The international oil benchmark, Brent, jumped to $119.50 per barrel at the market open on Monday, before falling slightly to $106 later in the day. Even the US benchmark West Texas Intermediate opened at $119.48 per barrel before retreating to $103. The prices are some of the highest recorded since the beginning of Russia’s invasion of Ukraine in 2022.

Prices fell after G7 countries hinted at the potential use of strategic oil reserves to boost demand. France currently heads the G7, and its President, Emmanuel Macron, said that “the use of strategic reserves is an envisaged option.” France will speak with the other six members during the week to coordinate their response. His position has not been echoed by US President Donald Trump, though. On Saturday, he downplayed the prospect of tapping the country’s Strategic Petroleum Reserve, claiming that US reserves are still strong and that prices will fall soon.

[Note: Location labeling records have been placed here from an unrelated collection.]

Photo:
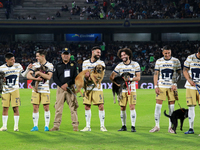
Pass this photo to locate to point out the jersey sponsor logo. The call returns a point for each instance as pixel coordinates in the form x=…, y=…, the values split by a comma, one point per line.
x=10, y=72
x=196, y=64
x=126, y=70
x=168, y=65
x=11, y=80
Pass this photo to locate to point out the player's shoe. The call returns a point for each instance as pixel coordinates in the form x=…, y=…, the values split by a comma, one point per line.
x=16, y=129
x=75, y=128
x=35, y=128
x=155, y=129
x=3, y=129
x=103, y=129
x=54, y=129
x=170, y=130
x=123, y=128
x=46, y=128
x=86, y=129
x=133, y=129
x=190, y=131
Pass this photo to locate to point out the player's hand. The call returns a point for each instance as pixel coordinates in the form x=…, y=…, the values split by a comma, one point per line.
x=30, y=66
x=87, y=75
x=64, y=86
x=157, y=91
x=117, y=84
x=37, y=73
x=38, y=79
x=192, y=83
x=174, y=88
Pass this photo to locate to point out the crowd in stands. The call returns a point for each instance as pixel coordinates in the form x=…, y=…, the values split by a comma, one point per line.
x=145, y=53
x=127, y=9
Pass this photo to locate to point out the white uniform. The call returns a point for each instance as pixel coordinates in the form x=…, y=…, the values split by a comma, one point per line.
x=87, y=64
x=12, y=77
x=132, y=68
x=43, y=87
x=193, y=64
x=168, y=71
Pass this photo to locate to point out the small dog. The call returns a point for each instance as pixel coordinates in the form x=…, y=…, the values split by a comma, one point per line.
x=177, y=114
x=2, y=76
x=96, y=75
x=118, y=89
x=34, y=83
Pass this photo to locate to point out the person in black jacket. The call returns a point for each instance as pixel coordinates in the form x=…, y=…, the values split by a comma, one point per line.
x=64, y=75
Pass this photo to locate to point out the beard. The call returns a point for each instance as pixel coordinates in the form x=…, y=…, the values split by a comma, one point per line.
x=96, y=57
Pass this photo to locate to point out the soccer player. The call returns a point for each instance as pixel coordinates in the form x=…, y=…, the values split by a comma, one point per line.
x=128, y=94
x=43, y=93
x=168, y=69
x=96, y=95
x=10, y=94
x=191, y=71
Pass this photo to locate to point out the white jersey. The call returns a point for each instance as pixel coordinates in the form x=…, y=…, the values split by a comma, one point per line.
x=87, y=64
x=168, y=71
x=193, y=64
x=12, y=77
x=133, y=67
x=43, y=87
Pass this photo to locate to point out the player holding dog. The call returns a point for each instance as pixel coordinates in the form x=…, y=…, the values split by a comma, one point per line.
x=96, y=95
x=10, y=94
x=169, y=69
x=128, y=94
x=191, y=71
x=43, y=93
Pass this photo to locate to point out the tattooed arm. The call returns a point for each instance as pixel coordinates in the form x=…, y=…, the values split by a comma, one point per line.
x=155, y=79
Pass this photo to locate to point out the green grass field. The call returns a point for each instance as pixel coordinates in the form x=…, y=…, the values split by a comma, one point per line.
x=66, y=138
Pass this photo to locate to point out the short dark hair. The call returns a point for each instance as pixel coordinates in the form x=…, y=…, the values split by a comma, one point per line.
x=96, y=47
x=42, y=52
x=127, y=51
x=9, y=55
x=166, y=47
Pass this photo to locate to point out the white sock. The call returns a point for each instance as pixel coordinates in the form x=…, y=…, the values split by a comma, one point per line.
x=102, y=117
x=88, y=117
x=157, y=114
x=191, y=116
x=4, y=119
x=16, y=119
x=171, y=109
x=123, y=117
x=35, y=118
x=133, y=117
x=47, y=118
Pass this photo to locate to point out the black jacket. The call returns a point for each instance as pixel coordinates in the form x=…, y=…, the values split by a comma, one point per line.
x=58, y=73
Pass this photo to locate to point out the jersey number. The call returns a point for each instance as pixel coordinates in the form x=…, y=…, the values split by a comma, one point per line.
x=195, y=74
x=167, y=74
x=11, y=80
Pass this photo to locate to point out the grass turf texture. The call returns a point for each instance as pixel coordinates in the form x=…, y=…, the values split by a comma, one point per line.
x=66, y=138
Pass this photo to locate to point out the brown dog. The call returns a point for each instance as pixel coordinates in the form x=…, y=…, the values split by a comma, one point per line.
x=34, y=83
x=96, y=75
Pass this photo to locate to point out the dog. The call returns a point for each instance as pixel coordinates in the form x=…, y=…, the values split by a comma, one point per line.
x=2, y=76
x=34, y=83
x=177, y=114
x=96, y=74
x=118, y=89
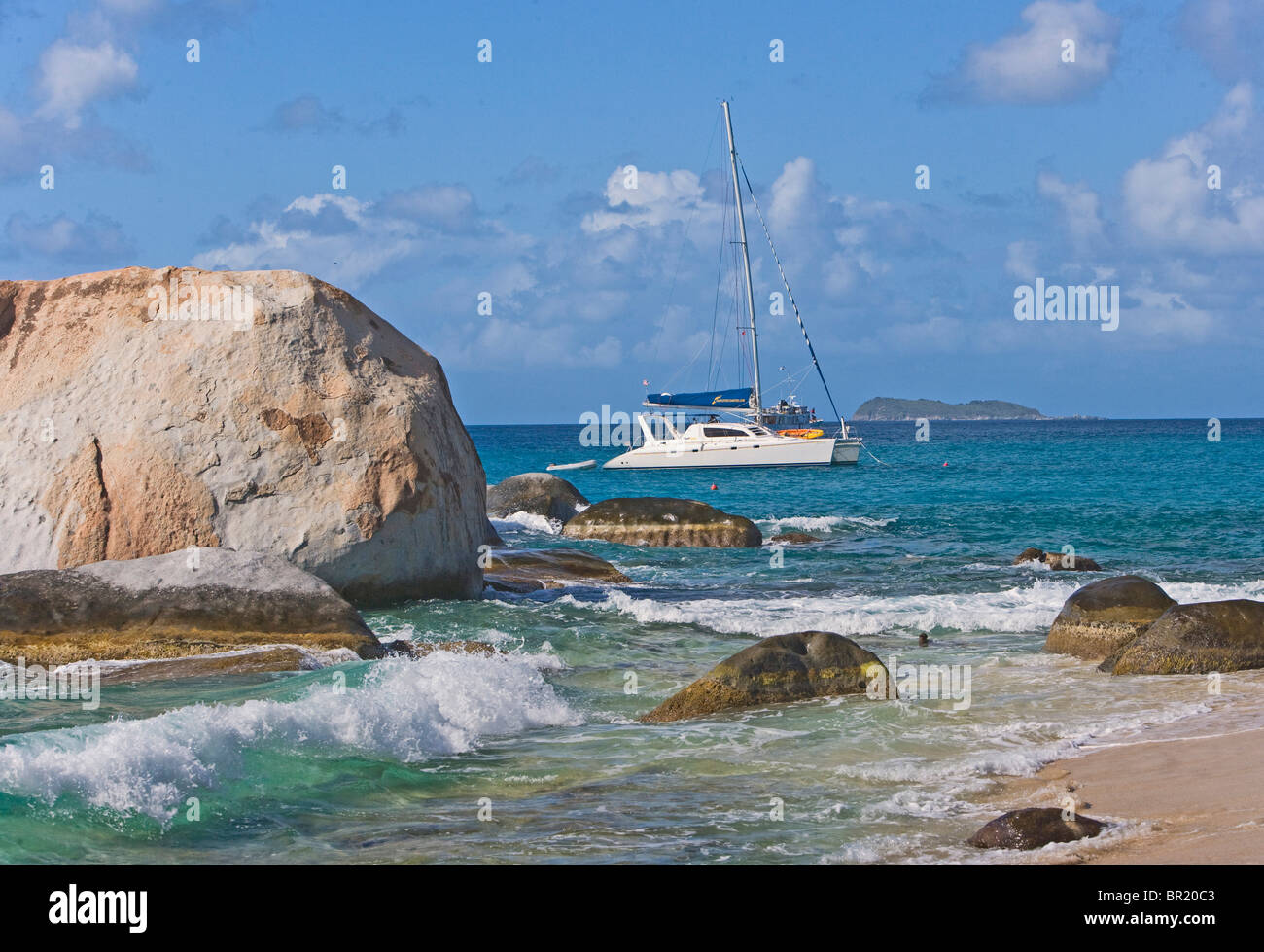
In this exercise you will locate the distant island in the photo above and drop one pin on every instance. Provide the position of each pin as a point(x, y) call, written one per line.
point(897, 408)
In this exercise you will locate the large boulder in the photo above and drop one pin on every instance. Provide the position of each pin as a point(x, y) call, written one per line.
point(1035, 827)
point(534, 569)
point(173, 606)
point(662, 522)
point(535, 493)
point(1058, 561)
point(1101, 617)
point(1196, 639)
point(779, 669)
point(139, 415)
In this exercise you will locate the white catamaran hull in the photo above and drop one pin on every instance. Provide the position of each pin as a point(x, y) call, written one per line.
point(847, 450)
point(788, 451)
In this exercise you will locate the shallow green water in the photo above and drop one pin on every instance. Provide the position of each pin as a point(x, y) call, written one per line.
point(544, 742)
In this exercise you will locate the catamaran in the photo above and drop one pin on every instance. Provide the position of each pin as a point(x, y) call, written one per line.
point(785, 434)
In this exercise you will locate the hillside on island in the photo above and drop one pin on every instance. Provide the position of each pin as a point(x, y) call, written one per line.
point(897, 408)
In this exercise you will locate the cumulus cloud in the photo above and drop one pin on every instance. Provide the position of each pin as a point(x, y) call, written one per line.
point(308, 114)
point(1167, 198)
point(651, 198)
point(72, 76)
point(1028, 66)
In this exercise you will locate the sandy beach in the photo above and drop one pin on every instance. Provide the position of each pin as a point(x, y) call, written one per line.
point(1201, 798)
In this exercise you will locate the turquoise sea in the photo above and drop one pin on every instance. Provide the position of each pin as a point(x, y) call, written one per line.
point(535, 755)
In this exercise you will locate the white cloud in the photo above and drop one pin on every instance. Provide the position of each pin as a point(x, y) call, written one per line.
point(1167, 200)
point(72, 76)
point(657, 198)
point(1028, 66)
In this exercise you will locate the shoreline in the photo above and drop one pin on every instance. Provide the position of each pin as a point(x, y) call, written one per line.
point(1196, 799)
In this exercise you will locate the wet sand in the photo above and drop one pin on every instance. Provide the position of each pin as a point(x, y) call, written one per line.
point(1201, 796)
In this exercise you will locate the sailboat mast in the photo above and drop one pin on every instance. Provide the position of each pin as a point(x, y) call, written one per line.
point(746, 261)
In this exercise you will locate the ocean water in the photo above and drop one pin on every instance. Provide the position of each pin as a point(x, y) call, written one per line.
point(535, 755)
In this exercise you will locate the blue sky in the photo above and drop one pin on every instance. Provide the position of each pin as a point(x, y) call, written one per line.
point(506, 177)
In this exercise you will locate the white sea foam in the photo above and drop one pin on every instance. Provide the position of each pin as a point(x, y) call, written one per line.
point(405, 710)
point(1012, 610)
point(1028, 609)
point(529, 521)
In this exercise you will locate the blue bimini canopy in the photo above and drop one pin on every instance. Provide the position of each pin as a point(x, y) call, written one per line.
point(737, 399)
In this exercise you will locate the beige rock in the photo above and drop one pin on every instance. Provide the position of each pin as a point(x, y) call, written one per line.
point(535, 569)
point(175, 607)
point(303, 426)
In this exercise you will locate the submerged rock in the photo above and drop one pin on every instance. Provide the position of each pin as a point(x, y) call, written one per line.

The current high oil prices are sending global economies into turmoil, as many countries rely on Middle Eastern oil and gas for their energy needs. Higher energy costs affect inflation, leading to lower household spending power and, in turn, economic contractions.

Shipping has been halted due to Iran’s chokehold on the Hormuz Strait, the key passage for the Middle East’s oil, through which around 20% of the world’s oil passes. Fear of Iranian missiles towards tankers has all but halted shipping from Saudi Arabia, Kuwait, Iraq, Qatar, Bahrain, the United Arab Emirates and Iran. Due to this menace, Iraq, Kuwait and the UAE have cut oil production.

In addition, production is being slowed down after bombings reached production facilities both in Iran and in other Gulf States. All three countries involved in the war have targeted oil and gas facilities. Oil facilities near Tehran were hit by Israeli missiles, sending the capital of Iran into a near-hell experience with fires and burning oil smouldering all over. Meanwhile, Iran has destroyed Bahrain’s refinery, crippling its production.

The strain is already felt in East Asia, as China and other regional powers are all dependent on Middle Eastern oil. Iran is one of China’s major partners, and the prospect of prolonged shipping delays could push Beijing to look for alternatives, in turn helping to raise prices. Both South Korea and Japan have seen their stock markets decline, with Korea’s main index, Kospi, losing 6% on Monday.